As in Japan, warning systems aren’t always helpful. People in communities very close to the earthquake do not have enough time to move out of the area. Farther away from the quake, evacuation of low-lying areas saves lives.
- Tsunamis have relatively low amplitude and long wavelengths. They are not noticeable until they move up a shore.
- Tsunami warning systems are now found in most locations where tsunamis are possible.
- The Boxing Day Tsunami of 2004 came from a massive earthquake. The waves traveled across the Indian Ocean, causing death and destruction in 12 nations.
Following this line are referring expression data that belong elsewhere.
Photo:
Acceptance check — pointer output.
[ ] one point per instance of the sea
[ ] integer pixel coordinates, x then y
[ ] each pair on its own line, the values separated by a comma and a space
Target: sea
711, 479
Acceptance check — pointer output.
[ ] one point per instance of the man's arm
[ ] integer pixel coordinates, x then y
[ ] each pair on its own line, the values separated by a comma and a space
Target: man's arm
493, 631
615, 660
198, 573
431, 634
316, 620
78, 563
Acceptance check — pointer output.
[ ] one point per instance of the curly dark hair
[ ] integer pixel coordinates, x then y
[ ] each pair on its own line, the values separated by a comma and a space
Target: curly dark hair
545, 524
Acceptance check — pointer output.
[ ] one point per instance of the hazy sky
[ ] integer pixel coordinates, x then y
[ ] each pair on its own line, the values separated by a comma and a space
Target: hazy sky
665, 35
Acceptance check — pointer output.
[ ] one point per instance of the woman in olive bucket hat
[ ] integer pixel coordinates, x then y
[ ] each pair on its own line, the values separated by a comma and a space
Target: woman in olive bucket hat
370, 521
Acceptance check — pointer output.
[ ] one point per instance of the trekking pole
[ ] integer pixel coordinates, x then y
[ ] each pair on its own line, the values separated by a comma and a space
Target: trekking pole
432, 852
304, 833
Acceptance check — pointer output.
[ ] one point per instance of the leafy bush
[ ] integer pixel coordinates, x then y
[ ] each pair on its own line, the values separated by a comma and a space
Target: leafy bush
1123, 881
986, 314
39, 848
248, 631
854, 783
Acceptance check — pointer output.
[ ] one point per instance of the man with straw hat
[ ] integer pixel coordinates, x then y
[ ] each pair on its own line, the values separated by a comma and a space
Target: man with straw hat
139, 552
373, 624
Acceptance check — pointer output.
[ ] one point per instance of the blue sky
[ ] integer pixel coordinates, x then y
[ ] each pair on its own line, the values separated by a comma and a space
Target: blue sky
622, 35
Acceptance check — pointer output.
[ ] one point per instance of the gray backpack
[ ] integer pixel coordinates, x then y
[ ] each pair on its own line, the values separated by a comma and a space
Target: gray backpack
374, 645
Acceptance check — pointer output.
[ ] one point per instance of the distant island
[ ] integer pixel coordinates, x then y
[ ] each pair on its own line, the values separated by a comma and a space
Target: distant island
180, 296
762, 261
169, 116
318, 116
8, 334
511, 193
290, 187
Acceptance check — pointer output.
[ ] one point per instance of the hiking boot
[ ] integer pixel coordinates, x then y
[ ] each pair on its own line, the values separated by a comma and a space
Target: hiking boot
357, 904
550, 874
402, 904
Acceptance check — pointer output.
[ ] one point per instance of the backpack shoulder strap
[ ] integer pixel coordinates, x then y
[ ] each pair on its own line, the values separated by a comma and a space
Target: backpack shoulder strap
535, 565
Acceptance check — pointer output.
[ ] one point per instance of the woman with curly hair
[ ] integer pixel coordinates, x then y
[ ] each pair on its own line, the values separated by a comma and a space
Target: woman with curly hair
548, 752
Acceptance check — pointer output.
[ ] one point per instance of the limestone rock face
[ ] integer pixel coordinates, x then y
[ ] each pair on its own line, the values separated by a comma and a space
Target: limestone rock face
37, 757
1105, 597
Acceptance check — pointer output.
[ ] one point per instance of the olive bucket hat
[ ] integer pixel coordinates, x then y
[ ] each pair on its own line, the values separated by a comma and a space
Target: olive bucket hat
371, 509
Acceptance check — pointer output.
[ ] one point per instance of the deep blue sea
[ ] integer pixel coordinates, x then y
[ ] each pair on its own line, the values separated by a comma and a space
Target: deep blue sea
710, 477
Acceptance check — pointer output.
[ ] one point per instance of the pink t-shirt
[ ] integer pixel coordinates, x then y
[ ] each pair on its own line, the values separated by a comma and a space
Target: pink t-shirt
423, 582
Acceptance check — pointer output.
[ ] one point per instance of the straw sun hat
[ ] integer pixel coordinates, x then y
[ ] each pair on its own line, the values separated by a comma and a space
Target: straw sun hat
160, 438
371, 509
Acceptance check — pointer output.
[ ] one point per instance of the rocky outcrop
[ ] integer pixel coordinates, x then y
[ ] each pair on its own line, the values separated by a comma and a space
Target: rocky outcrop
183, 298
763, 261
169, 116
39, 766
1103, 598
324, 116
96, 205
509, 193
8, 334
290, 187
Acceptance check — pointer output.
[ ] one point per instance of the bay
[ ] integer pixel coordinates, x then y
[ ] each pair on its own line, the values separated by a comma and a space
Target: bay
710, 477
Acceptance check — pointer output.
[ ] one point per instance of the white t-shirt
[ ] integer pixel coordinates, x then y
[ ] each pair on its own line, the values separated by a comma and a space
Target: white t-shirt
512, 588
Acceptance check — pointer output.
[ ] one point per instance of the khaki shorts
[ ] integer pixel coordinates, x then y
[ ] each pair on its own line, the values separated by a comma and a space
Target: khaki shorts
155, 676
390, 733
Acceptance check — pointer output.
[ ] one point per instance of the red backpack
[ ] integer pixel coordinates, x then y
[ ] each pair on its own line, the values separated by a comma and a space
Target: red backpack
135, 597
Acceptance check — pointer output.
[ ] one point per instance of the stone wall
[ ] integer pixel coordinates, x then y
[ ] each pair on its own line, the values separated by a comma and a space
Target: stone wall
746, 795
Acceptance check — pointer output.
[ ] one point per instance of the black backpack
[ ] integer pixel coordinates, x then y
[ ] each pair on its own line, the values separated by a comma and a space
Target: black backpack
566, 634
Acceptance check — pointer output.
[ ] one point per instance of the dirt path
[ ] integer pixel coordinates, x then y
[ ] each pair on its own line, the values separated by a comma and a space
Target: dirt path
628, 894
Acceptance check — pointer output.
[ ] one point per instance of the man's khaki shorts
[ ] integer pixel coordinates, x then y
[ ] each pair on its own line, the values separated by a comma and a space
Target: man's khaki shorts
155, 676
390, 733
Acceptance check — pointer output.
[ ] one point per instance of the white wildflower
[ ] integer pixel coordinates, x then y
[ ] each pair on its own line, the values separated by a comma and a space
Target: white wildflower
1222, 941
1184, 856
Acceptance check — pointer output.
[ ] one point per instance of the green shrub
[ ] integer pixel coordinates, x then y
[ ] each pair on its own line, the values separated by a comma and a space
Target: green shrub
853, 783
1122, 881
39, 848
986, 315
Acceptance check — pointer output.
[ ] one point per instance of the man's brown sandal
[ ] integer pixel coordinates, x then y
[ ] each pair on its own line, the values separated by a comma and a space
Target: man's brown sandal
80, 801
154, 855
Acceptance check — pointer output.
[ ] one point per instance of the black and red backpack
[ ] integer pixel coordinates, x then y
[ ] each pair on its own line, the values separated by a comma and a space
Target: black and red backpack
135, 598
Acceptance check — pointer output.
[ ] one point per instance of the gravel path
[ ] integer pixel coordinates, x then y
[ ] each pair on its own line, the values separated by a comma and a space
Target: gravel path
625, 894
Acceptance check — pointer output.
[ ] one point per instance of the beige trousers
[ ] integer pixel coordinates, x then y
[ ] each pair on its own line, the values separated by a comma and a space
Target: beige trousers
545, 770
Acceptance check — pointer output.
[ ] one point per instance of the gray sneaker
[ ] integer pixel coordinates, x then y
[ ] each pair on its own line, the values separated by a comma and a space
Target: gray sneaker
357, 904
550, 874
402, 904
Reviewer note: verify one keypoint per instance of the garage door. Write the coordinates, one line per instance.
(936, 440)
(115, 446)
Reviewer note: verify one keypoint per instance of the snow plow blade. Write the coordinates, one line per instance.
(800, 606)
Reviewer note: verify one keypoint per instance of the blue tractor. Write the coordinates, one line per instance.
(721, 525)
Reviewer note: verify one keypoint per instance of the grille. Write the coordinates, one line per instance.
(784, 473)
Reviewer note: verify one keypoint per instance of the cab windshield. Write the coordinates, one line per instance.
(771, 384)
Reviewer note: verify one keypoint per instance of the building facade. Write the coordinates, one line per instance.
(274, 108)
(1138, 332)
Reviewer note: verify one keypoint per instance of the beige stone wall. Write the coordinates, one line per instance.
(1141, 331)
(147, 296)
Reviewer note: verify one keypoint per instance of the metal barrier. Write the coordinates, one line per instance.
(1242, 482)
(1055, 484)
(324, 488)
- In Japan, the tsunami struck very quickly after the 9.0 earthquake in the subduction zone offshore. Many more people died from the tsunami than the quake.
Use the resource below to answer the questions that follow.
- Tracking Tsunami at
- How fast do tsunamis travel?
- What are the warning signs of a tsunami if you are near where an offshore earthquake strikes?
- What are the warning signs of a tsunami if you are farther away from the earthquake epicenter?
- If you are farther away, what will you likely be told to do?
- What are the components of the DART system and where are they located?
- What will DART detect if there is a tsunami?
- What happens after DART determines something is amiss?
- What will be done with the data DART collects?
- How can a wave that is so powerful and tall on land be unnoticeable at sea?
- How does an earthquake generate a tsunami?
- Why did the Boxing Day Tsunami cause so much damage all around the Indian Ocean basin?
- Why do you think there was more damage from the tsunami in Japan than from the earthquake that caused it?